I’m in my own personal hell. The Fellow has been away for nearly three weeks, the maid was first on holiday and then promptly contracted conjunctivitis a day after she came back (late mind you), the car seems to be missing the Fellow even more than me and so has decided to trouble me (the power locking stopped working, and now the driver’s door wont unlock with the key even). And to top it all, the other wives here (instead of spending quality time with their children and homes) insist on subjecting me to the biggest waste of time ever devised in the modern world – tea parties.

Seriously. Tea parties belong to the 19th century when there was no internet or television or anything remotely more interesting than hooped skirts and needlepoint to keep the female population occupied. I definitely don’t need them here right now. I mean, the two odd hours I spend making forced small talk and smiling like I care could be spent so much more productively in front of my computer or even catching up on sleep.

Instead, I have to sit listening to the same bunch of women discussing the same things they discuss at every party, reacting the same way they do about the things they discuss (fake laughter, smile not reaching eyes, self-satisfied smug looks etc) and annoying me in pretty much the exact same way. Oh and the lack of intelligent conversation is beyond unbelievable, making me shudder non-stop in an ice-cube dropped down my shirt kind of way.

And instead of getting up and giving my emotions a very vocal expression, all I can do is imagine a rabbit hole appearing next to my chair. At least the tea parties there will be more fun right?

Saturday, March 13, 2010

Of Food, Cleaning Up and Panic

So the Fellow and I had our first dinner party last night. Needless to say, I was the one hyperventilating all through the day, cooking, tasting, cleaning, supervising (the maid), re-tasting, organising and trying to get the Fellow away from this computer long enough to help out some. The Fellow, on the other hand, dusted off the bottles of alcohol, made sure the beer was refrigerated and checked if there was enough ice to last through the night. Yes, he did help when asked (like grating a whole tin of cheese and getting the crockery out) but like he said, at one point I was creating work for him, just to keep him involved! Eventually I let him be, and just demanded he shave and change into something presentable for the evening.

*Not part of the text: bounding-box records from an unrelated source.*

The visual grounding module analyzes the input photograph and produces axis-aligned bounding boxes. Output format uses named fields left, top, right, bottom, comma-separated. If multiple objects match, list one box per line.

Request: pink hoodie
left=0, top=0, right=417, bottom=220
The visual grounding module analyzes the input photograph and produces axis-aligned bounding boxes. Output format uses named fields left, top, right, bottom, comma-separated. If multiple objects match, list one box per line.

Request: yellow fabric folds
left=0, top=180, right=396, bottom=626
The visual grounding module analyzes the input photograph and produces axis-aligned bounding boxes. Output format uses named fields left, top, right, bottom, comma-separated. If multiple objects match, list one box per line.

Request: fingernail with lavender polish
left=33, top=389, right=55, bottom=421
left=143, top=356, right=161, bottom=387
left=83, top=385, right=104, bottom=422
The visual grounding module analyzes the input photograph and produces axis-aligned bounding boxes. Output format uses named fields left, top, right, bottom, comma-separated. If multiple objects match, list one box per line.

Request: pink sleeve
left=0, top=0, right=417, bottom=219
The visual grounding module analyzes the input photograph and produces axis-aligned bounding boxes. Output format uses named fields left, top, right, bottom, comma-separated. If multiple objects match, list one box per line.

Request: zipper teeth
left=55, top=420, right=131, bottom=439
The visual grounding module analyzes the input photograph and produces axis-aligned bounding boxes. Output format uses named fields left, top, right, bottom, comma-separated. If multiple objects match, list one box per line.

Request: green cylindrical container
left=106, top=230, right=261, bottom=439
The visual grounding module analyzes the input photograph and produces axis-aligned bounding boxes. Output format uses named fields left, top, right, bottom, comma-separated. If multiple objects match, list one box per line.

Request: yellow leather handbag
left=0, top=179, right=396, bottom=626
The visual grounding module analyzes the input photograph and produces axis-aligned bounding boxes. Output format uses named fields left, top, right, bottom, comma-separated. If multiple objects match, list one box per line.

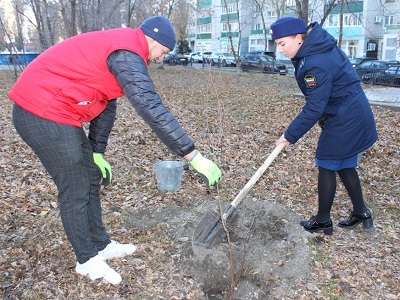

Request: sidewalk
left=364, top=87, right=400, bottom=110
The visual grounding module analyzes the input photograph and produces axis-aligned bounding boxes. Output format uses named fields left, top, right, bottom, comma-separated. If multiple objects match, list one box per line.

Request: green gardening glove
left=188, top=150, right=222, bottom=186
left=93, top=153, right=112, bottom=186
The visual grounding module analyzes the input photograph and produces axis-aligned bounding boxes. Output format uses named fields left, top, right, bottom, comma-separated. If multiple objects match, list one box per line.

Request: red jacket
left=8, top=28, right=149, bottom=127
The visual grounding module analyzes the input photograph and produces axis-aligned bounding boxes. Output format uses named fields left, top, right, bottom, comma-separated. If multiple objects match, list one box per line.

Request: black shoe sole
left=338, top=218, right=374, bottom=229
left=303, top=227, right=333, bottom=235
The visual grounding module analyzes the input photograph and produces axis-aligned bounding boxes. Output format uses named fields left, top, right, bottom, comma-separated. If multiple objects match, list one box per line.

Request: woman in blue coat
left=271, top=17, right=378, bottom=234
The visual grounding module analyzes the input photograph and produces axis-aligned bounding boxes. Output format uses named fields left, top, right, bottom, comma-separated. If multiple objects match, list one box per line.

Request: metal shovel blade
left=192, top=205, right=235, bottom=248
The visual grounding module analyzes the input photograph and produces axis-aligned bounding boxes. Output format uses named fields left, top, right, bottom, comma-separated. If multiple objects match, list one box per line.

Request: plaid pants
left=13, top=104, right=110, bottom=263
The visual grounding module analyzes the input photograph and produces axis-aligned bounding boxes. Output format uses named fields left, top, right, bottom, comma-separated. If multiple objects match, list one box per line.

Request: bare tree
left=59, top=0, right=78, bottom=37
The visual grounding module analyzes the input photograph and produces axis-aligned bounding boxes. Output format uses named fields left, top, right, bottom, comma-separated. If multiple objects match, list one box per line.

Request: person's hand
left=93, top=153, right=112, bottom=186
left=188, top=150, right=222, bottom=186
left=276, top=134, right=290, bottom=148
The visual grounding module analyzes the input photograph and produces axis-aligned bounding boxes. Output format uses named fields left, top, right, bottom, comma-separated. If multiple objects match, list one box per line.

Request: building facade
left=188, top=0, right=400, bottom=61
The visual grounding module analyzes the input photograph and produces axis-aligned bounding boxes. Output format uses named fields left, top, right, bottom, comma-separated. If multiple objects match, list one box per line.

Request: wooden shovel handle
left=231, top=142, right=286, bottom=207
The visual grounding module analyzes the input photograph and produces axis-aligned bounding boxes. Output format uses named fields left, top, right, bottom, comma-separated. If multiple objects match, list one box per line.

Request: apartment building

Why was I so worked up about a simple dinner? Well, to begin with, we’ve never had a party at home, so that was a little scary. It’s surprising how much stuff gets spread around the house and how much I sounded like my mom when I was putting things away. As I ran around the house, organising and tidying up, the Fellow had only one thing to say (which he yelled from his den while taking a break from Mass Effect 2): lock all the rooms so people don’t go in there, and this way you won’t have to clean anything up. Keep them contained within the living room, dining room and garden he said. And he ended his monologue with “my house, my rules”.

Once I got past the Fellow and his gyan (by simply not listening anymore), I started worrying about the food. I’ve never cooked for anyone besides my immediate family (who unfortunately had to live through my experimenting-with-cooking-stage of life) and the Fellow. And since, for the past year, I’ve been cooking for only two, I had next to no idea how to cook for more people. This obviously meant second guessing myself and wondering if what I made would be enough for everyone.

Well, as it turned out, I could have invited another 8 people over for dinner, and still have food left over [Note: The Fellow, who hadn’t taken a look at how much I’d cooked till after the party was over and we were cleaning up, still hasn’t stopped laughing].

And so, even with all the pre-party nervousness, behaviour resembling the Energiser bunny, last minute checks on everything (including the Fellow), a 10 minute window of panic (when no one arrived at the designated time), and a refrigerator full of food at the end of it all (not to talk of aching feet), my first dinner party was a huge success.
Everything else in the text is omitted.